The reason I give it 3 stars and not less is the last episode of all. This seems to me to redeem a whole lot. Considering that they had to work with an already out there Epitaph One, the thing is a marvel. Maybe Epitaph One and Two should have been the series. For Whedon fans they have all kinds of familiar tropes from all of his series (I particularly like the fact that he finally got to shoot the post apocalyptic LA from Angel), but they nevertheless work so effortlessly. Everything about the editing and cast connecting and reconnecting just flows. The scene around the kitchen table (the essential Joss Whedon archetype, the group around the table is his touchstone utopia) is a kind of summary statement of every group around a table in Whedonverse, and is more or less what we have been waiting for (sure it is Southern California/American apocalypse ecotopia, but we still go for it). The foibles and bonding and exposition and sarcasm -- we've seen this a hundred times in Whedonverse, but it is always a beautiful thing. I watched the whole series in a row on DVD, which was both fun and a chore, but it was worth the work, towards earning the last episode."

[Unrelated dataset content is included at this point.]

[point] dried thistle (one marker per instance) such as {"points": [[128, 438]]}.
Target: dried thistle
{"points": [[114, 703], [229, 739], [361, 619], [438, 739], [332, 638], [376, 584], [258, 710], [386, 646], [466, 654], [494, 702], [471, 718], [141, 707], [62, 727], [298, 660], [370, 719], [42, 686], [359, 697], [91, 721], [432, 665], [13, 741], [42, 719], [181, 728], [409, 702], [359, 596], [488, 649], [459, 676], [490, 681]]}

Short lived but not short sighted
M. Brasfield | Detroit | 07/13/2010
(4 out of 5 stars)

"Dollhouse was a show that left you thinking, "Huh?", but filled in it's blanks with episodes that brought you into this exotic world that left you wanting to see more but in the end, being on a network like Fox, the less the better. It was a show that tried to make you believe that technology, while a wonderful tool, can become quite lethal in the wrong hands and our future could evolve to look like one where technology is no more a solution to our problems than a bigger problem where people begin to lose faith (faith, hah!) in themselves.Give thanks to Eliza Dushku and Joss Wheldon for bringing these concepts to your living room now on DVD. It is an experience you will not so easily dismiss."